Older people and stroke: a machine learning approach to personalize the rehabilitation of gait

Introduction Stroke is a significant global public health challenge, ranking as the second leading cause of death after heart disease. One of the most debilitating consequences for stroke survivors is the restriction of mobility and walking, which greatly impacts their quality of life. The scientific literature extensively details the characteristics of post-stroke gait, which differs markedly from physiological walking in terms of speed, symmetry, balance control, and biomechanical parameters. This study aims to analyze the gait parameters of stroke survivors, considering the type of stroke and the affected cerebral regions, with the goal of identifying specific gait biomarkers to facilitate the design of personalized and effective rehabilitation programs.Methods The research focuses on 45 post-stroke patients who experienced either hemorrhagic or ischemic strokes, categorizing them based on the location of brain damage (cortical-subcortical, corona radiata, and basal ganglia). Gait analysis was conducted using the GaitRite system, measuring 39 spatio-temporal parameters.Results Statistical tests revealed no significant differences, but Principal Component Analysis identified a dominant structure.

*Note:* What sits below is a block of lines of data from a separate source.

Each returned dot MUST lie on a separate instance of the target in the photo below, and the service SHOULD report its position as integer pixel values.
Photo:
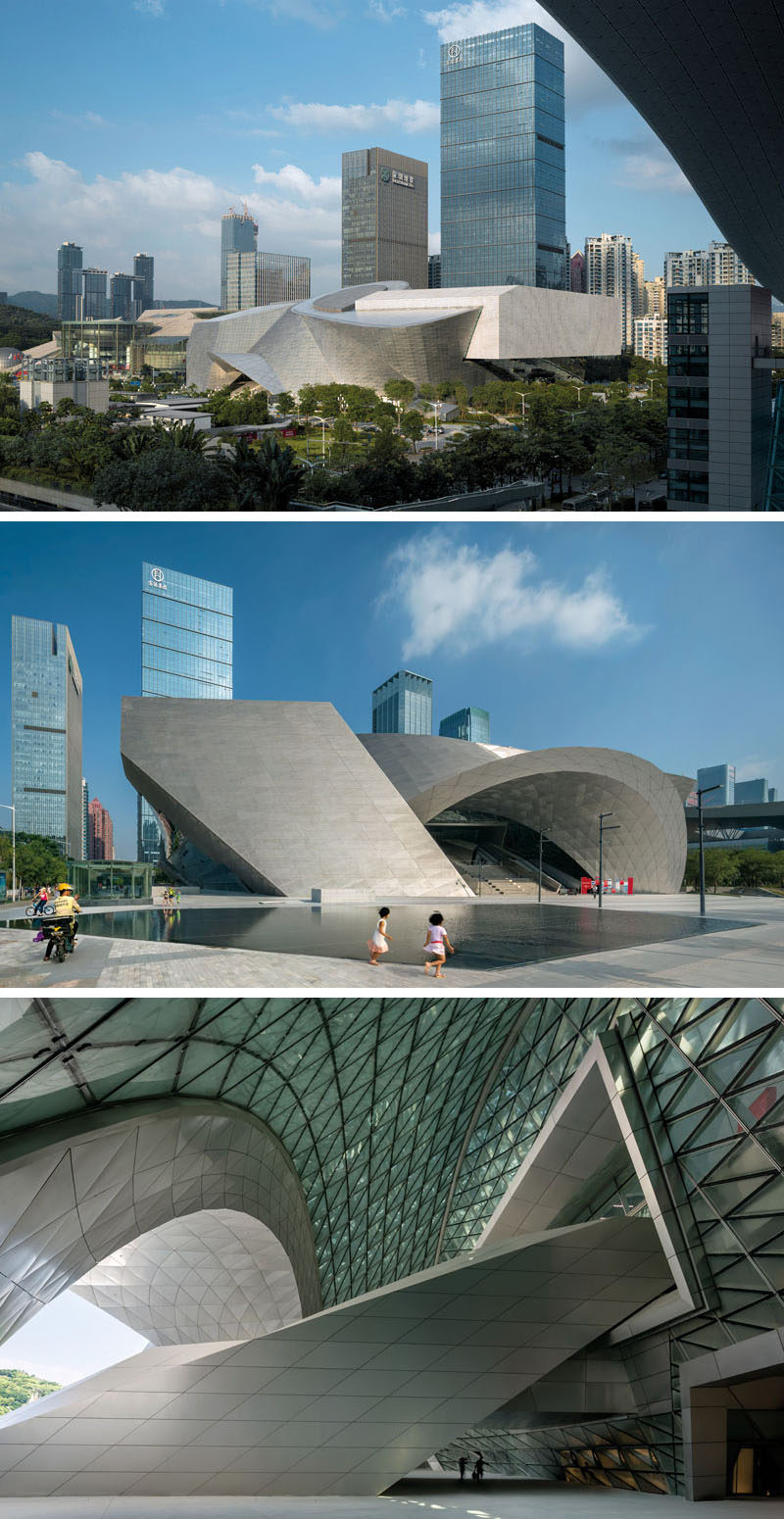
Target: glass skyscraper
(469, 723)
(187, 641)
(46, 745)
(403, 705)
(237, 236)
(502, 160)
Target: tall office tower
(403, 705)
(69, 279)
(712, 265)
(101, 833)
(85, 820)
(717, 398)
(502, 160)
(145, 276)
(576, 273)
(383, 218)
(638, 284)
(469, 723)
(46, 743)
(610, 270)
(751, 790)
(651, 337)
(93, 303)
(237, 236)
(240, 281)
(281, 276)
(122, 298)
(655, 292)
(720, 775)
(187, 638)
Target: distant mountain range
(47, 304)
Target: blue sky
(151, 118)
(660, 638)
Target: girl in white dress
(438, 944)
(377, 944)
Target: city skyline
(85, 176)
(588, 635)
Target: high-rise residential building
(46, 745)
(239, 232)
(69, 281)
(638, 284)
(753, 790)
(101, 833)
(403, 705)
(655, 297)
(85, 820)
(383, 218)
(576, 273)
(187, 641)
(503, 162)
(469, 723)
(651, 337)
(610, 270)
(720, 775)
(717, 397)
(281, 276)
(145, 281)
(122, 298)
(712, 265)
(93, 306)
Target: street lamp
(543, 839)
(703, 792)
(602, 831)
(13, 809)
(322, 435)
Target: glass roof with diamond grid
(406, 1118)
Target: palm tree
(185, 435)
(267, 477)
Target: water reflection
(483, 935)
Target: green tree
(263, 479)
(400, 391)
(163, 480)
(17, 1389)
(412, 425)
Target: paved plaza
(497, 1498)
(733, 958)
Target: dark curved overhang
(707, 79)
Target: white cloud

Machine learning (ML) algorithms-Random Forest (RF), Support Vector Machine (SVM), and k-Nearest Neighbors (KNN)-were employed for classification, with RF demonstrating superior performance in accuracy, precision, recall (all exceeding 85%), and F1 score compared to SVM and KNN. Results indicated ML models could identify stroke types based on gait variables when traditional tests could not. Notably, RF outperformed others, suggesting its efficacy in handling complex and nonlinear data relationships.Discussion The clinical implication emphasized a connection between gait parameters and cerebral lesion location, notably linking basal ganglia lesions to prolonged double support time. This underscores the basal ganglia's role in motor control, sensory processing, and postural control, highlighting the importance of sensory input in post-stroke rehabilitation.